BELLINGHAM - After Coal-Free Bellingham initiative backers turned in about 10,000 signatures for a ballot proposal that would outlaw coal trains in the city, the City Council voted to challenge the validity of the measure in court.
Rick Dubrow, one of the leaders of the Coal-Free Bellingham campaign, said the group gathered more than 10,000 signatures - well above the 4,990 legal minimum to get a measure on the November ballot. They turned those signatures in at City Hall Monday, June 18.
Dubrow expects a high percentage of the signatures will be invalidated under scrutiny from the Whatcom County Auditor's Office because they were from people either not registered to vote, or voters who live outside the city.
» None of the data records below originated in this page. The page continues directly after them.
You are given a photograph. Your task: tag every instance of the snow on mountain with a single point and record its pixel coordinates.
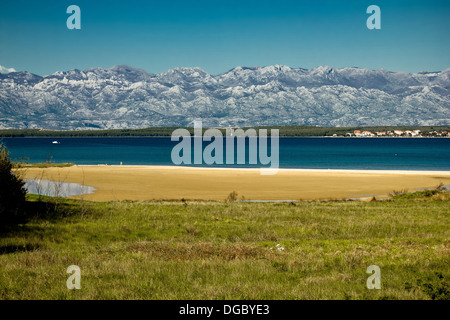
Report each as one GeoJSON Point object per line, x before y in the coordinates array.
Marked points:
{"type": "Point", "coordinates": [4, 70]}
{"type": "Point", "coordinates": [125, 97]}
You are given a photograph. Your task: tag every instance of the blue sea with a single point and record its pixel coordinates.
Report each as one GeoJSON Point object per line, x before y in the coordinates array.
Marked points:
{"type": "Point", "coordinates": [307, 153]}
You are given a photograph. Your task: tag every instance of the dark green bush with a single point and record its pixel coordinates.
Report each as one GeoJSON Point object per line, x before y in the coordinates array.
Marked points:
{"type": "Point", "coordinates": [12, 192]}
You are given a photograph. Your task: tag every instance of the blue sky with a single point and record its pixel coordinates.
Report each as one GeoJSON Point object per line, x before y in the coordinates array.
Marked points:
{"type": "Point", "coordinates": [218, 35]}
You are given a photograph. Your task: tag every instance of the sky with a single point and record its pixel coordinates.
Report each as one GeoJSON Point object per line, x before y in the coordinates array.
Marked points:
{"type": "Point", "coordinates": [218, 35]}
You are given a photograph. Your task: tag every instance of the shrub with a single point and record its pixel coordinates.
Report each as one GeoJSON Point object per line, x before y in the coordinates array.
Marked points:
{"type": "Point", "coordinates": [232, 197]}
{"type": "Point", "coordinates": [12, 192]}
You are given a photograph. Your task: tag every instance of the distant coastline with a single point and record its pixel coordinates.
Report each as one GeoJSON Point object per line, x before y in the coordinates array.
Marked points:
{"type": "Point", "coordinates": [284, 131]}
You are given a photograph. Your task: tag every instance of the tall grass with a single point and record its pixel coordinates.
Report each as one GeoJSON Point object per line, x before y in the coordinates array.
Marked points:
{"type": "Point", "coordinates": [217, 250]}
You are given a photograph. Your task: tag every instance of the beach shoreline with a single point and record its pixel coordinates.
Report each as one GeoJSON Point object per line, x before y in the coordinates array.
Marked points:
{"type": "Point", "coordinates": [176, 167]}
{"type": "Point", "coordinates": [126, 182]}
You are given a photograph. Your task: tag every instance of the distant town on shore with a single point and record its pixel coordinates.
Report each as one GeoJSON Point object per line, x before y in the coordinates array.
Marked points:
{"type": "Point", "coordinates": [396, 133]}
{"type": "Point", "coordinates": [284, 131]}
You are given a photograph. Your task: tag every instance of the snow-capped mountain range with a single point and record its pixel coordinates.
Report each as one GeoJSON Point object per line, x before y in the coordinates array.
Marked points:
{"type": "Point", "coordinates": [125, 97]}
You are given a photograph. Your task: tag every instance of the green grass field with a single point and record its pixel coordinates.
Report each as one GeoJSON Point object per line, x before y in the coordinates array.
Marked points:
{"type": "Point", "coordinates": [218, 250]}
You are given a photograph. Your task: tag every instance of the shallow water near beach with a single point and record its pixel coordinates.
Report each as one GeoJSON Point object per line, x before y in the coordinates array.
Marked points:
{"type": "Point", "coordinates": [430, 154]}
{"type": "Point", "coordinates": [55, 188]}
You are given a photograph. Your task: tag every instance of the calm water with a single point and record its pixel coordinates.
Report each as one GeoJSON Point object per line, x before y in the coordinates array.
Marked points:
{"type": "Point", "coordinates": [56, 188]}
{"type": "Point", "coordinates": [312, 153]}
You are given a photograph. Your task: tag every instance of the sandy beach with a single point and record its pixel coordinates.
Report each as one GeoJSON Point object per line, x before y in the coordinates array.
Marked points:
{"type": "Point", "coordinates": [165, 182]}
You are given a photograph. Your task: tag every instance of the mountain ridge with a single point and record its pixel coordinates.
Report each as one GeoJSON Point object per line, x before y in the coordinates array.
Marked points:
{"type": "Point", "coordinates": [127, 97]}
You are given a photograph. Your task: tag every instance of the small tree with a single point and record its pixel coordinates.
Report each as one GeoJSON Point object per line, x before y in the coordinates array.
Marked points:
{"type": "Point", "coordinates": [12, 191]}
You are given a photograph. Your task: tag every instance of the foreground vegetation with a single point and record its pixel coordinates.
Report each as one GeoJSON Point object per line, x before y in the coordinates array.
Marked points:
{"type": "Point", "coordinates": [228, 250]}
{"type": "Point", "coordinates": [285, 131]}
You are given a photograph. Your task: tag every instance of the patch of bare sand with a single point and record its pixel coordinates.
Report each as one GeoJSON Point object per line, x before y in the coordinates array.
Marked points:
{"type": "Point", "coordinates": [163, 182]}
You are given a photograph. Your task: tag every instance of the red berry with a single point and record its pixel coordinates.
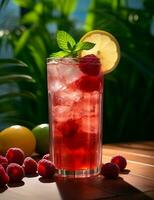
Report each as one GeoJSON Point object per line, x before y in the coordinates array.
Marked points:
{"type": "Point", "coordinates": [46, 156]}
{"type": "Point", "coordinates": [3, 161]}
{"type": "Point", "coordinates": [120, 161]}
{"type": "Point", "coordinates": [30, 166]}
{"type": "Point", "coordinates": [90, 65]}
{"type": "Point", "coordinates": [15, 172]}
{"type": "Point", "coordinates": [89, 83]}
{"type": "Point", "coordinates": [110, 170]}
{"type": "Point", "coordinates": [15, 155]}
{"type": "Point", "coordinates": [4, 178]}
{"type": "Point", "coordinates": [45, 168]}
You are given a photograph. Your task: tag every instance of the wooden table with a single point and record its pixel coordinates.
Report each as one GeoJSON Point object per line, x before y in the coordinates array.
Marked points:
{"type": "Point", "coordinates": [136, 184]}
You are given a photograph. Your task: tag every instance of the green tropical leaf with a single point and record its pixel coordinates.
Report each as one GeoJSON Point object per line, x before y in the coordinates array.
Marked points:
{"type": "Point", "coordinates": [63, 38]}
{"type": "Point", "coordinates": [59, 54]}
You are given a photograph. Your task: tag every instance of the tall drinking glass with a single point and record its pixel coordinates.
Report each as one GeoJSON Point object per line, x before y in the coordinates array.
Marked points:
{"type": "Point", "coordinates": [74, 117]}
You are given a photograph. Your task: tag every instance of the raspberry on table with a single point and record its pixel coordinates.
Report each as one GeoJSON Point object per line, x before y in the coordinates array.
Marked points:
{"type": "Point", "coordinates": [4, 178]}
{"type": "Point", "coordinates": [90, 65]}
{"type": "Point", "coordinates": [46, 168]}
{"type": "Point", "coordinates": [89, 83]}
{"type": "Point", "coordinates": [3, 161]}
{"type": "Point", "coordinates": [15, 155]}
{"type": "Point", "coordinates": [29, 166]}
{"type": "Point", "coordinates": [110, 170]}
{"type": "Point", "coordinates": [120, 161]}
{"type": "Point", "coordinates": [15, 172]}
{"type": "Point", "coordinates": [46, 156]}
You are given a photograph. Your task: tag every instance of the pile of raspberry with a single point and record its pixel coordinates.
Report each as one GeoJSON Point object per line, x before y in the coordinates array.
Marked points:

Although signature gatherers tried to screen people at the time of signing, lots of people were fired up against coal trains and apparently wanted to sign anyhow, Dubrow said.
But Dubrow is confident that the effort will have enough valid signatures to meet the requirement.
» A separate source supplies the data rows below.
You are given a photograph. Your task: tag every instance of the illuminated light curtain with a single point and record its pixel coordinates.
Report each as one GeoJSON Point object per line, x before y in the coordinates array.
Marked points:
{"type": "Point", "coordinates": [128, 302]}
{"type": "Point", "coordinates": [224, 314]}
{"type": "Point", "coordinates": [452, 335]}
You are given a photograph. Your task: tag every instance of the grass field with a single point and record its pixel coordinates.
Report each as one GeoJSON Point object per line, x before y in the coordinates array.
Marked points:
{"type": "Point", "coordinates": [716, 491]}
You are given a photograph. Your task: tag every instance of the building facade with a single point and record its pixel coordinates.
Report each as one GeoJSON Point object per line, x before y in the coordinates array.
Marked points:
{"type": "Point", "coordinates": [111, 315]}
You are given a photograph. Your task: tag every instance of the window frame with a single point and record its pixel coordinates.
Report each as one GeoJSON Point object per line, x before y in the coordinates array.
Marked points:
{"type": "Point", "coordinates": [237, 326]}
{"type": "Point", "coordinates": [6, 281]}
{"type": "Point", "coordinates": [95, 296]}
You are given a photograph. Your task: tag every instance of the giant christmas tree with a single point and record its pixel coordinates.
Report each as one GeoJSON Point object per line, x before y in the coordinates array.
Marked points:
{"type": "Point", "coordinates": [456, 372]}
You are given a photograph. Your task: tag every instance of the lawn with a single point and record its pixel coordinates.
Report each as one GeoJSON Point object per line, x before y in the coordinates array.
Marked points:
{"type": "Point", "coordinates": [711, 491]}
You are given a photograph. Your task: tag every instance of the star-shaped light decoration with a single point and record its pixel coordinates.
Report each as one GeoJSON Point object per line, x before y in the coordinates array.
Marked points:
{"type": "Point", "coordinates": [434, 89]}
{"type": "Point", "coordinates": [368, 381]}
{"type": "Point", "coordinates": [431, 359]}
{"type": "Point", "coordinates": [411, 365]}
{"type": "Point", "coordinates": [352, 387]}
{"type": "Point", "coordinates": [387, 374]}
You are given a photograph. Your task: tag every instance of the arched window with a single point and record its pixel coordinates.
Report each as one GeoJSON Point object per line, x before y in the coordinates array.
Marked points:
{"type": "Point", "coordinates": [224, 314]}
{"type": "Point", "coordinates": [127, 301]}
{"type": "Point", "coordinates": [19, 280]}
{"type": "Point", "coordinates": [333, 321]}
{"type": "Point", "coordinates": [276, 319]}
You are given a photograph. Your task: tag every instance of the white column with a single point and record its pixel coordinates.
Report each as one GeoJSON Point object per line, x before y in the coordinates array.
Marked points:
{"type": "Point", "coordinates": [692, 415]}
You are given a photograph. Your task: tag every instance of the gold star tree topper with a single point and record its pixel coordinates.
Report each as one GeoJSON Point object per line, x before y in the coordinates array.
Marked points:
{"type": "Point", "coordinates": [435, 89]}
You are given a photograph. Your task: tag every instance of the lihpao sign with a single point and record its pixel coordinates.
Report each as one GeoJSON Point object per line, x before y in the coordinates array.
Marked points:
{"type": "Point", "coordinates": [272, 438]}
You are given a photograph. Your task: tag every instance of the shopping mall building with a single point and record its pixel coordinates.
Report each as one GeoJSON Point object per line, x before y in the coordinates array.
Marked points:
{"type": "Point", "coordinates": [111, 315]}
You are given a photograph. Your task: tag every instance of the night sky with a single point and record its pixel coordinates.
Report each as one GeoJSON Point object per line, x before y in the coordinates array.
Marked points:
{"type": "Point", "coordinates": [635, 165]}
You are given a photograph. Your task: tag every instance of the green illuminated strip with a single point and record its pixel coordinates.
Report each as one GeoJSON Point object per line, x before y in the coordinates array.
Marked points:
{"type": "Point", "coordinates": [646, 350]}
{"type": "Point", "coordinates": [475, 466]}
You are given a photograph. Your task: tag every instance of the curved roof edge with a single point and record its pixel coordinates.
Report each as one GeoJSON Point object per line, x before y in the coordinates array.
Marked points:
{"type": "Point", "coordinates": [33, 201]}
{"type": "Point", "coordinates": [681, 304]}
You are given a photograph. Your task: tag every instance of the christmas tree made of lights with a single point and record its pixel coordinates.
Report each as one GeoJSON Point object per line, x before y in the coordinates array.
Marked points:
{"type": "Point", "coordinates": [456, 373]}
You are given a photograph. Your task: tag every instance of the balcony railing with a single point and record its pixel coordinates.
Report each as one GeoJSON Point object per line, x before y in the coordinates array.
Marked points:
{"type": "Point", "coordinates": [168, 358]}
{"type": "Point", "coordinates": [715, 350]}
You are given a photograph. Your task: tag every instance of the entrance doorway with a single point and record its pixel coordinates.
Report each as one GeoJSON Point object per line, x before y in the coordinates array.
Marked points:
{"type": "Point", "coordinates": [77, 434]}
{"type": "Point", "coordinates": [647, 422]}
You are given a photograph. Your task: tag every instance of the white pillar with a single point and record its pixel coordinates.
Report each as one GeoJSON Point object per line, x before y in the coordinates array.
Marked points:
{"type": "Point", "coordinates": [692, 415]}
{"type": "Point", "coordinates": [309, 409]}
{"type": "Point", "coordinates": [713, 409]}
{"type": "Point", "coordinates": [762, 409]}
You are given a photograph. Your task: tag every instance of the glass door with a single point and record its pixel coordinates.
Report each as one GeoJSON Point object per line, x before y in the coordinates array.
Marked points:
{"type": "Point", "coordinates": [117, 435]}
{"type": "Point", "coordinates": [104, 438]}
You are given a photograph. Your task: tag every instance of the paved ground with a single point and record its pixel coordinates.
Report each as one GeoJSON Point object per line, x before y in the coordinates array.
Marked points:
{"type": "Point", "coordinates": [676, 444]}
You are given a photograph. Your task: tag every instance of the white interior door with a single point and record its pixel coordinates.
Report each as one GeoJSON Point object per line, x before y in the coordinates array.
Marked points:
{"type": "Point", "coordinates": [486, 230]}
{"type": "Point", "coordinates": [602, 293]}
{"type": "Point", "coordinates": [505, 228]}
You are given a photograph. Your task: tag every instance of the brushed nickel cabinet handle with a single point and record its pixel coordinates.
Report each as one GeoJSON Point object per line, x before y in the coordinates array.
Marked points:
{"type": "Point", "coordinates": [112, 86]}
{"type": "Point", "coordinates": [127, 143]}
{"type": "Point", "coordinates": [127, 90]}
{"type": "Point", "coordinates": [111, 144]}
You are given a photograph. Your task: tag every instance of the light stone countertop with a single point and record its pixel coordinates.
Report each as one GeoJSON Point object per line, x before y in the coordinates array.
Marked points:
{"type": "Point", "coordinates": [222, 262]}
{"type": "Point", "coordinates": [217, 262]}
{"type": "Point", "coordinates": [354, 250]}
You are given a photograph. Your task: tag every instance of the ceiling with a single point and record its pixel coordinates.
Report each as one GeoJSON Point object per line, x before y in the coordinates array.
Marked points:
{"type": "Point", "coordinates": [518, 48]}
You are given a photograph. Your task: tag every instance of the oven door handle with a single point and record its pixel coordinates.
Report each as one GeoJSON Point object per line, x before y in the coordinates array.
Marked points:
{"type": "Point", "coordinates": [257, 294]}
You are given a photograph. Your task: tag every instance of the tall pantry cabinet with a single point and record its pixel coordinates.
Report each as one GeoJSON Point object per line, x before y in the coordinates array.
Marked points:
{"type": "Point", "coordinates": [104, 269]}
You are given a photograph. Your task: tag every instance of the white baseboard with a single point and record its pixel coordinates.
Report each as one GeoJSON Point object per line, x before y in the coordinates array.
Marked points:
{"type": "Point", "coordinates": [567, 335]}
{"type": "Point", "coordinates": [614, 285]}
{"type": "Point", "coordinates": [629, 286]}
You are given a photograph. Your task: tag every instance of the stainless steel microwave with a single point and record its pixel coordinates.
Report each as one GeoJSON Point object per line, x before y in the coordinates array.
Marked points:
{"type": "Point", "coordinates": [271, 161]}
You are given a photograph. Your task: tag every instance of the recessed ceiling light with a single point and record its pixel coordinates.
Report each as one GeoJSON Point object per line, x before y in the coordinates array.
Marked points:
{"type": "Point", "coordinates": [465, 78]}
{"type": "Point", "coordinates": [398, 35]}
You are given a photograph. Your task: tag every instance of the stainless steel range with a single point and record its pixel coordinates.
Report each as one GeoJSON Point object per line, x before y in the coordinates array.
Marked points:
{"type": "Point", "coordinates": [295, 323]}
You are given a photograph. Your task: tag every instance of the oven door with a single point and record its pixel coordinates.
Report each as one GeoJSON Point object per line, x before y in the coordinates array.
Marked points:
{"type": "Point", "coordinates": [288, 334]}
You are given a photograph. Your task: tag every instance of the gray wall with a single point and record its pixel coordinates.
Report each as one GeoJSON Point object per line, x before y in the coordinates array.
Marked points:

Even if the measure has obtained enough valid signatures, its presence on the November ballot is not assured. Past initiative proposals on other issues have died in the courtroom, after judges ruled that they were beyond the scope of the initiative process as spelled out in the City Charter and in state court rulings.
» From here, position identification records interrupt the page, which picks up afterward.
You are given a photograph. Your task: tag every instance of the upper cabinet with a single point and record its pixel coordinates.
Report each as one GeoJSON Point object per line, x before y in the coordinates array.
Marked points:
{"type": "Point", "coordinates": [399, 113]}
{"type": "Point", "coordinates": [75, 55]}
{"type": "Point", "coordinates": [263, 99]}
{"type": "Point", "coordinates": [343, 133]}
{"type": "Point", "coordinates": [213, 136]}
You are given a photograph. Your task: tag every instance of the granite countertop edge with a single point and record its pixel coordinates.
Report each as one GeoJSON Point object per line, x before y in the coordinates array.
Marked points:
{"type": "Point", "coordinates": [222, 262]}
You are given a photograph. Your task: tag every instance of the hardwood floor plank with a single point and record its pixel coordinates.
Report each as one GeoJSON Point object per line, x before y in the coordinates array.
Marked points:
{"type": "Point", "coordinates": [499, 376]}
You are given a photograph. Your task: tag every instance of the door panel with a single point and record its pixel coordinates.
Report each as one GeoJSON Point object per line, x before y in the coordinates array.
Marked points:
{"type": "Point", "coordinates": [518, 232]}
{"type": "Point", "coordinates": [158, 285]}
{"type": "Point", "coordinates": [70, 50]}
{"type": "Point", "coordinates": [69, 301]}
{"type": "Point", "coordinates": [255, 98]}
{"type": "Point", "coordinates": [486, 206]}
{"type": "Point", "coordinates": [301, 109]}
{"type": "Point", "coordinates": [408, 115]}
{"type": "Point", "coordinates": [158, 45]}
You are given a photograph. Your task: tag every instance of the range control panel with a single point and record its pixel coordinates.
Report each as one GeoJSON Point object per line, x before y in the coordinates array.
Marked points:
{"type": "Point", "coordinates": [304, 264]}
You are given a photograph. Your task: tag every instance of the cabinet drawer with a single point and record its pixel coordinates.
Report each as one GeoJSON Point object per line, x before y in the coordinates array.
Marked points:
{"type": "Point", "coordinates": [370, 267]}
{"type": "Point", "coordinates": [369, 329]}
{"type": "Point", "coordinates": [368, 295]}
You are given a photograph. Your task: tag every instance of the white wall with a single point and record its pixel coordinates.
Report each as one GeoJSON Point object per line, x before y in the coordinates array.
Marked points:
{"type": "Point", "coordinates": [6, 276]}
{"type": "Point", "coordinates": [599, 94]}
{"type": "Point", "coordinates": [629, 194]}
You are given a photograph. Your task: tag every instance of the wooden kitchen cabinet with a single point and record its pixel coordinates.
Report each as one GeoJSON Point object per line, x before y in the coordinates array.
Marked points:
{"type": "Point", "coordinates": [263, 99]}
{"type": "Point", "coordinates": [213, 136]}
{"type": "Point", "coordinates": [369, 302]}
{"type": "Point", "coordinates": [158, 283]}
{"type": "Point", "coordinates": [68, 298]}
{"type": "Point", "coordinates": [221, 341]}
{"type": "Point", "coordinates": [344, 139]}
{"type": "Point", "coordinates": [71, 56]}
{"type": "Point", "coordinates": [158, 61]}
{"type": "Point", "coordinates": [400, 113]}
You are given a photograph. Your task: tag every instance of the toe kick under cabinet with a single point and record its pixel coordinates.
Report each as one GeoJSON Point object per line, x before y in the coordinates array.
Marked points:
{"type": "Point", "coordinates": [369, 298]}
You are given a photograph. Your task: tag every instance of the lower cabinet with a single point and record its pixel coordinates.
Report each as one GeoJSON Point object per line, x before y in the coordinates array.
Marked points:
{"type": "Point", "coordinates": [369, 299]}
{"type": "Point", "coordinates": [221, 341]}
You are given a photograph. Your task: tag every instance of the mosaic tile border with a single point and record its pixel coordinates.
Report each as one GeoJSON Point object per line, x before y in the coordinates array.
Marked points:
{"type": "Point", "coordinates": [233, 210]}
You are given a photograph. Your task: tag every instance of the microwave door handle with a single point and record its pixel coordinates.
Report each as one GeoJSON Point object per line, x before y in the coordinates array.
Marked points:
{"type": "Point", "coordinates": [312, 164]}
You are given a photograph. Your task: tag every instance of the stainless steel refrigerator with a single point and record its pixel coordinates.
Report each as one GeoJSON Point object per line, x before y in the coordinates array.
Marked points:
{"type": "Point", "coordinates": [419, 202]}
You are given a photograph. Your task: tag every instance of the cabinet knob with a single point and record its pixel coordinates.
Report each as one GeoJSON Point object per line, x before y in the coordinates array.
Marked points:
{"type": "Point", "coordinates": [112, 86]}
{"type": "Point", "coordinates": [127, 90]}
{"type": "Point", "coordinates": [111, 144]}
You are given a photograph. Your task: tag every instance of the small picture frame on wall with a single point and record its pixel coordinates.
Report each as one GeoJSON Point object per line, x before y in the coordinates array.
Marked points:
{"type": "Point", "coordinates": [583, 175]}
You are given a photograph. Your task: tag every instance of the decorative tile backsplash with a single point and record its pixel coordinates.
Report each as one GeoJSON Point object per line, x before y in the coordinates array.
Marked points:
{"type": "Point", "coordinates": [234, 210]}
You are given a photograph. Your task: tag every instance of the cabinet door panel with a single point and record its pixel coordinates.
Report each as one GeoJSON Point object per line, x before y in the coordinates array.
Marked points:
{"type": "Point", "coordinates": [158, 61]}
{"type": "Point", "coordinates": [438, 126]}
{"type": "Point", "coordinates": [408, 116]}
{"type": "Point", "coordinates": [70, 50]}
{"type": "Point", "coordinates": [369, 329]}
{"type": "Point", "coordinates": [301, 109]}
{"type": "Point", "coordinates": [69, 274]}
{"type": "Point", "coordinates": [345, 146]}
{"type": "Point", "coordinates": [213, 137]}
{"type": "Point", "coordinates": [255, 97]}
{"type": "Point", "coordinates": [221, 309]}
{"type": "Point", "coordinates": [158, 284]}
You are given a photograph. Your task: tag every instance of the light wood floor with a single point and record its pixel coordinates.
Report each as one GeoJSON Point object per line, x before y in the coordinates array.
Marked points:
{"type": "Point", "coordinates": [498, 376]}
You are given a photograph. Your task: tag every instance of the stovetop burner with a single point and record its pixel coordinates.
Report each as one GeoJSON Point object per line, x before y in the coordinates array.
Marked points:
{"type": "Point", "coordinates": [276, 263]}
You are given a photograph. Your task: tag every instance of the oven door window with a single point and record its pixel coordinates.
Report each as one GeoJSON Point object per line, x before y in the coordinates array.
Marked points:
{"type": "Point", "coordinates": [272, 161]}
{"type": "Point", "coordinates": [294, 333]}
On Monday, after getting a closed-door briefing from Assistant City Attorney James Erb, City Council voted 6-0 to authorize city attorneys to file a lawsuit challenging the initiative. Gene Knutson abstained from the evening vote on the measure because he missed the afternoon session with Erb.
Dubrow said he wasn't surprised by the City Council's action. He said his group expects to defend the initiative's legality when the challenge is filed in Whatcom County Superior Court.
City Council President Terry Bornemann said council members were convinced that it would be better to challenge the measure now, before the election. If voters were to approve it, the city would then be obligated to use its legal resources to defend it from inevitable court challenge afterwards. There is widespread legal consensus that regulation of railroads is a federal matter, and attempts at local regulation of railroad cargoes would be struck down quickly.
Erb said the city will not raise the federal jurisdiction issue in its lawsuit. Instead, Erb said, the city's attorneys will argue that the proposed coal train initiative is legally invalid because it addresses an administrative, rather than legislative function of the city, and is therefore beyond the scope of the initiative power.
The initiative campaign began in January 2012, triggered by SSA Marine's proposal for the Gateway Pacific Terminal coal and bulk cargo export pier at Cherry Point that would be fed by trains passing through Bellingham. That project faces two or more years of local, state and federal environmental review before permits to build it could be issued.